The doctrine of res judicata consists of two separate preclusion concepts: issue preclusion and claim preclusion. Heyliger v. State Univ. and Cmty. Coll. Sys. of Tenn., 126 F.3d 849, 852 (6th Cir. 1997). Claim preclusion generally refers to the effect of a prior judgment in foreclosing successive litigation of the very same claim, whether or not relitigation of the claim raises the same issues as the earlier suit. New Hampshire v. Maine, 532 U.S. 742, 748-49 (2001). Issue preclusion generally refers to the effect of a prior judgment in foreclosing successive litigation of an issue of fact or law actually litigated and resolved in a valid court determination essential to the prior judgment, whether or not the issue arises on the same or a different claim.
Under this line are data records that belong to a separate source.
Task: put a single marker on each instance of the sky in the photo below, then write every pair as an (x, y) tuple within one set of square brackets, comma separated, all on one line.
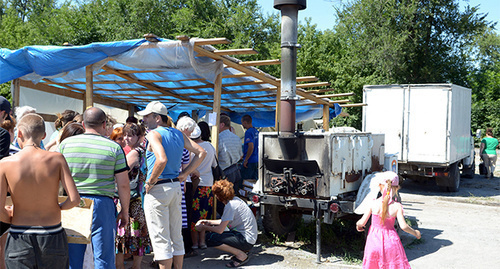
[(322, 12)]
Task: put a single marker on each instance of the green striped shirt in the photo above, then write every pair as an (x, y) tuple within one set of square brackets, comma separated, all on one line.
[(93, 161)]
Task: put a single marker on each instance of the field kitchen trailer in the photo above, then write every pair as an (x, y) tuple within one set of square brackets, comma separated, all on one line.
[(314, 172), (427, 126)]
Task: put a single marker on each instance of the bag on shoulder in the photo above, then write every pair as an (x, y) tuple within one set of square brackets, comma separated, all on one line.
[(217, 171), (482, 169)]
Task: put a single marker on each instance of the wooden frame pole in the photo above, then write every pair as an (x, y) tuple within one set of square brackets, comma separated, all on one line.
[(216, 110), (88, 101), (131, 110), (278, 109), (215, 128), (17, 92), (326, 118)]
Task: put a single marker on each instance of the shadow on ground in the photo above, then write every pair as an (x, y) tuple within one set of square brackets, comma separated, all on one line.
[(428, 244)]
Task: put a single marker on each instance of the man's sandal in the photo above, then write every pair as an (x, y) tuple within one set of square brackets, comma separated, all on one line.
[(235, 260)]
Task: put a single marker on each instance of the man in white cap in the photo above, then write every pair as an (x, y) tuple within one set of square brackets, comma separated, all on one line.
[(162, 202)]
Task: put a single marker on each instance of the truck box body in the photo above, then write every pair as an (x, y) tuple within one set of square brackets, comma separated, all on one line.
[(425, 124), (322, 165)]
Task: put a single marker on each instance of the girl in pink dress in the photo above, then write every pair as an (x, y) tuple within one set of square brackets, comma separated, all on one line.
[(383, 247)]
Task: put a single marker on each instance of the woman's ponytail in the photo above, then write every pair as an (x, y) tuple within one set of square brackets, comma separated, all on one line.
[(385, 200)]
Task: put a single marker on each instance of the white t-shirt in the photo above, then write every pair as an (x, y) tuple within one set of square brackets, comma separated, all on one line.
[(241, 219), (205, 168)]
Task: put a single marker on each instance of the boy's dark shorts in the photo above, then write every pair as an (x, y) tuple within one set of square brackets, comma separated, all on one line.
[(230, 238), (37, 247)]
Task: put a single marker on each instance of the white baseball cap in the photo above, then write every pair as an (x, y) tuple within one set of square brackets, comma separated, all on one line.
[(196, 132), (154, 107)]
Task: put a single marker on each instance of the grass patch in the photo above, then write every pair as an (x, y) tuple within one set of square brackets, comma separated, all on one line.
[(415, 243), (339, 238)]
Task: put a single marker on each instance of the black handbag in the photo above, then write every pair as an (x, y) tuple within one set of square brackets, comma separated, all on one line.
[(217, 171)]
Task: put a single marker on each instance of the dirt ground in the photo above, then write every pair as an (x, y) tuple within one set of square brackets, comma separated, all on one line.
[(459, 230)]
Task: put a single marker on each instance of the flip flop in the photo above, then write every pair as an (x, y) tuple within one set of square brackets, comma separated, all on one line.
[(235, 260)]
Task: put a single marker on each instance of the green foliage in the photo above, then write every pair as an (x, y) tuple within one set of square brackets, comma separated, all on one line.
[(5, 91)]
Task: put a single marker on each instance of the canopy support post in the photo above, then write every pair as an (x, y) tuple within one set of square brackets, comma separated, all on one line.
[(216, 110), (88, 101), (278, 109), (131, 110), (326, 118), (17, 92)]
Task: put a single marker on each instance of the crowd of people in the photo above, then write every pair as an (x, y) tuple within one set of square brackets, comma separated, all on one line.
[(151, 184)]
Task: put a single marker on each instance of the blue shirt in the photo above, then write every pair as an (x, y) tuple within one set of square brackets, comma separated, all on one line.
[(251, 135), (172, 141)]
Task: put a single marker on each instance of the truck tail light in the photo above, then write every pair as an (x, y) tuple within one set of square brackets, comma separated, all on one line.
[(334, 207), (438, 174)]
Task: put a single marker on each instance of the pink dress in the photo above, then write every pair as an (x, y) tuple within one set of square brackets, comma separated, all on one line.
[(383, 247)]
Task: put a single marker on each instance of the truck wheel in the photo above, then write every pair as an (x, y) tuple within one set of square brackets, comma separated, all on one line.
[(468, 172), (279, 221), (452, 182)]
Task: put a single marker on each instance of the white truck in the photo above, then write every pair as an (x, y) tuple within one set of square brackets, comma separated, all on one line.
[(427, 126)]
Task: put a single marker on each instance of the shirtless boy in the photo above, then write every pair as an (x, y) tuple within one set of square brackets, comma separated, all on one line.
[(32, 176)]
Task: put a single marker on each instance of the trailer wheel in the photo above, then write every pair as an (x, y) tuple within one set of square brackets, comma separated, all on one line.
[(279, 221), (452, 182)]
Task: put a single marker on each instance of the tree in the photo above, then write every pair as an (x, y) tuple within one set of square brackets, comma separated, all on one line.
[(485, 83), (405, 41)]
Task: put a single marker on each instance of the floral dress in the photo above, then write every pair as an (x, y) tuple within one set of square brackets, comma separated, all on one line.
[(134, 238)]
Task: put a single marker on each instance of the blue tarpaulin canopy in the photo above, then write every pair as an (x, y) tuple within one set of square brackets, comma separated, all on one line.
[(180, 74)]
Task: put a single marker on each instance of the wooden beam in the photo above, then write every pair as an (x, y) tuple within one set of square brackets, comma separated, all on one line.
[(48, 117), (277, 111), (304, 79), (255, 73), (151, 87), (336, 95), (131, 110), (319, 91), (17, 92), (216, 110), (212, 41), (261, 62), (316, 84), (326, 118), (239, 75), (353, 105), (339, 101), (89, 88), (75, 95), (235, 52)]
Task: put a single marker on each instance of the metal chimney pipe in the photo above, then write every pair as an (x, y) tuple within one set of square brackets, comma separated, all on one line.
[(289, 17)]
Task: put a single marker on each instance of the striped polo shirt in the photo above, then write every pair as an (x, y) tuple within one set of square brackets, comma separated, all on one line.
[(93, 161)]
Id. Issue preclusion applies in this context. United States District Court Judge Christopher
Boyko already determined whether Plaintiff’s 60(b) Motion was an attempt at filing a successive §2255 Motion, whether the government’s response was timely, and whether the 60(b) Motion raised new claims that were not raised in his §2255 Motion. Plaintiff cannot file this civil rights action claiming denial of due process and obtain a different decision by this Court. Res judicata bars reconsideration of those issues. Plaintiff’s remedy to challenge those decisions would be an appeal of those decisions, not a collateral action through this action. III. Conclusion
Accordingly, this action is dismissed pursuant to 28 U.S.C. §1915(e).2 The Court certifies, pursuant to 28 U.S.C. § 1915(a)(3), that an appeal from this decision could not be taken in good faith. IT IS SO ORDERED. February 19, 2025 /s/ David A. Ruiz DAVID A. RUIZ UNITED STATES DISTRICT JUDGE
2 Although Plaintiff has filed an Amended Complaint under Bivens against the same defendants (R. 4), it along with his initial Complaint (R. 1) fails to state a viable cause of action for the foregoing reasons.